O Trolley, My Trolley

May 5, 2004
By Archives

This week, The Sun embarks on a romantic voyage through life 100 years ago -- that ripe, youthful year of 1904. Indeed, it is in sustained, curious investigations such as these that comparisons begin to be made: How has life at Cornell improved since the glorious time of Spring Days, required freshman caps and horse carriages? How has it changed? Is there something about life in the early 20th century that we at Cornell are now missing desperately?

The answer, friends, is an emphatic, vigorous yes.

A state-of-the-art engineering college? Balderdash. Wireless Internet access? Inconceivable! A worldwide network of institutes, centers and study-abroad programs? Poppycock. Lake-source cooling? We will take our coal and kerosene, thank you kindly. No; new advancements in technology and knowledge do not always lead to improved lives. Eugenics? Nuclear power? These so-called panaceas have been the bane of world leaders for the past 50 years!

This precise fact, indeed, is why the City of Ithaca and Cornell University must destroy their vile pack of motor-buses and bring to its glorious return ... the trolley.

O trolley of yore, how we yearn for thee!

How we wish for the day when Cornell students can again make pilgrimage from the Commons of Ithaca to the Quad in style, grace and dignity.
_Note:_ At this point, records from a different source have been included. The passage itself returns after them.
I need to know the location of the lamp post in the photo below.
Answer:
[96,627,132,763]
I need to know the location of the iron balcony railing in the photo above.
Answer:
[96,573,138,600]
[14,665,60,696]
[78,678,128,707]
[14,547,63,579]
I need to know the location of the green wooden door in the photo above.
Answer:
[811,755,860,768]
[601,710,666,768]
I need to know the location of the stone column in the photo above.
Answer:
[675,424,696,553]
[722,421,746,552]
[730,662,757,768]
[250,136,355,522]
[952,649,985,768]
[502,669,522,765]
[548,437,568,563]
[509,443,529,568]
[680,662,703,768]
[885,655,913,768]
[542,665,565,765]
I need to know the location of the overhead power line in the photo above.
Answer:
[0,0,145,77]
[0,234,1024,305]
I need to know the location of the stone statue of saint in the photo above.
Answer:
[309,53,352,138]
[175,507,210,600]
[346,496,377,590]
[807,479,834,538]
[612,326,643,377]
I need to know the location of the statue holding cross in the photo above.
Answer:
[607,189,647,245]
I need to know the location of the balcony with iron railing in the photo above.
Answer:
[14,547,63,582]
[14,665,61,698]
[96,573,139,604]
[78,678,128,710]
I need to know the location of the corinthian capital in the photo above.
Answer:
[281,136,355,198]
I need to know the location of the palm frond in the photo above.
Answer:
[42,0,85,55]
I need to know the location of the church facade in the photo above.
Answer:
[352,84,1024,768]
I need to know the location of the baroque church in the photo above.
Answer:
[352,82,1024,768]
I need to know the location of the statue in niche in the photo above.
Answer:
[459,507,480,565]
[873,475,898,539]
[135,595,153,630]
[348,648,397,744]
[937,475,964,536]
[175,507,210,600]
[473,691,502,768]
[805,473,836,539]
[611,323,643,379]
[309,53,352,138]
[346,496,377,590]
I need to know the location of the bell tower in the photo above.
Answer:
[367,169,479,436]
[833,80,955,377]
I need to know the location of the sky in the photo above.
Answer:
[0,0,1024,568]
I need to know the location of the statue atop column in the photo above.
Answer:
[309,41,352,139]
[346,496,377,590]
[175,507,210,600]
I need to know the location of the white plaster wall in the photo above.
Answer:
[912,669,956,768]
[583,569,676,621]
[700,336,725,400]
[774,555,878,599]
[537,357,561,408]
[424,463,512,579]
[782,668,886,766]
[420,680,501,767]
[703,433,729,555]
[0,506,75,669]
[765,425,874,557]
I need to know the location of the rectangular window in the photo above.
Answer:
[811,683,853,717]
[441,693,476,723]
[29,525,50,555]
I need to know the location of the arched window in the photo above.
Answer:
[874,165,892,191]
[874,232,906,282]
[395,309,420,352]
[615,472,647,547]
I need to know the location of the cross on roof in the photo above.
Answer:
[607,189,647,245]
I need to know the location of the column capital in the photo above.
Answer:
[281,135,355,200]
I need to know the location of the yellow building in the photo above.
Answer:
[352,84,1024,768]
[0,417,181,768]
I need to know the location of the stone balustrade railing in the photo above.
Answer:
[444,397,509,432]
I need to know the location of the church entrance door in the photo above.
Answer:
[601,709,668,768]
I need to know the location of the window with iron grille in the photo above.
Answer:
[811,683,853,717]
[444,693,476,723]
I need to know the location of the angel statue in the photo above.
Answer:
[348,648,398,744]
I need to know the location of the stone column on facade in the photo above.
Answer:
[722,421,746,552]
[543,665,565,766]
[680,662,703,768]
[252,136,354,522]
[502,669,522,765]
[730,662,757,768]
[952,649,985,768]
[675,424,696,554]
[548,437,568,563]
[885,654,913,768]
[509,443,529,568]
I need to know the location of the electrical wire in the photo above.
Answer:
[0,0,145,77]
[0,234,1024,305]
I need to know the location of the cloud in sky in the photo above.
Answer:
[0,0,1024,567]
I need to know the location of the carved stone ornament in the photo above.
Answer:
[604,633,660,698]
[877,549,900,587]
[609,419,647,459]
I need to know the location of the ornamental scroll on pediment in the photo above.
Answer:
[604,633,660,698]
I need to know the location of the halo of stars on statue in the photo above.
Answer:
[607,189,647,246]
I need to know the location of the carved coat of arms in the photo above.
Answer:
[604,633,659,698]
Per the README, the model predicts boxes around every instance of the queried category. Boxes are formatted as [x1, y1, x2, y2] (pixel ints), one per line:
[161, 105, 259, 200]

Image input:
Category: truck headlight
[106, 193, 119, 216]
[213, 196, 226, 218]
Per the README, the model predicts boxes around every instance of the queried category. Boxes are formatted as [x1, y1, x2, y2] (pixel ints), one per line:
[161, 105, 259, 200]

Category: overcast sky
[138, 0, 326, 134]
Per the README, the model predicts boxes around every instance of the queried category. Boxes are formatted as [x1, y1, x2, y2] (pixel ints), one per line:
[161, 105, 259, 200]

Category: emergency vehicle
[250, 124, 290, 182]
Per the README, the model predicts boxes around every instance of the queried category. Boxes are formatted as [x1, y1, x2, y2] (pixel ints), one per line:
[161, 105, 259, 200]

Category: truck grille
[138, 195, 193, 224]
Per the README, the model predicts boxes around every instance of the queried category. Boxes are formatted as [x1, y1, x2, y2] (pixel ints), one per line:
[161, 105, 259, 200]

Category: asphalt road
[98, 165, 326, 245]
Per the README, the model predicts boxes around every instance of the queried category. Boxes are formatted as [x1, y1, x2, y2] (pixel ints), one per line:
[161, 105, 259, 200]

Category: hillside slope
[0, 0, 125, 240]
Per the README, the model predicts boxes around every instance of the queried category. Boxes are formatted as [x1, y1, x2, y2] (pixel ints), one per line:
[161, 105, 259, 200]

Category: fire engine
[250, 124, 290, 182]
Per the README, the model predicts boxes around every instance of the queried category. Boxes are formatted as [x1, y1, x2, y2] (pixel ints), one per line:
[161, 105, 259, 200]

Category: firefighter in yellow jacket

We at The Sun remember the classic route as if it had never vanished: Trolley ho!, debarking from Lehigh Valley Station -- now The Station Restaurant -- through State Street, the current Commons, up the hill, left at Eddy Street, and up Collegetown in front of Cascadilla Hall. Another left, past the current "Collegetown Bagels," and across the Trolley Bridge, the remains of which serve as a clever shortcut to the then-nonexistent Engineering Quad. A brief roll down East Avenue, over Thurston Bridge, and around Thurston Avenue to Stewart and back to State completed the vaunted trolley's roundabout passage upon the Hill. And for those brisk freshmen donning their caps and galoshes, a convenient embarking point in front of Boardman Hall -- cruelly demolished to allow for the modernist Olin Library -- allowed for easy travel to more remote parts of campus.

O trolley, how we pine for thee!

In this modern age of buses and bullet-trains and aero-planes, is there not room for the simple, unselfish trolley? Must the trolley of days past remain only as a memory in The Sun's pages and in the triage of rail-tracks unnaturally cemented upon the Commons?

We implore you, O great leaders of Cornell and Ithaca beyond. The great city of New Orleans, once rever'd for its grand trolleys, is refurbishing Bourbon Street with their presence once again. Ithaca, land of great progress and ideals, deserves to be next. Why, think of the benefits! What heartless student would turn down an offer to live in a place of magical trolleys, tracks and cables? What tourist would decline an opportunity to visit the City of Ithaca and its world-famous trolleys? What commuter would make excuses to ride alone rather than hop upon the cheerful trolley?

None, we say! Bring back the trolley from the Land of Make-Believe!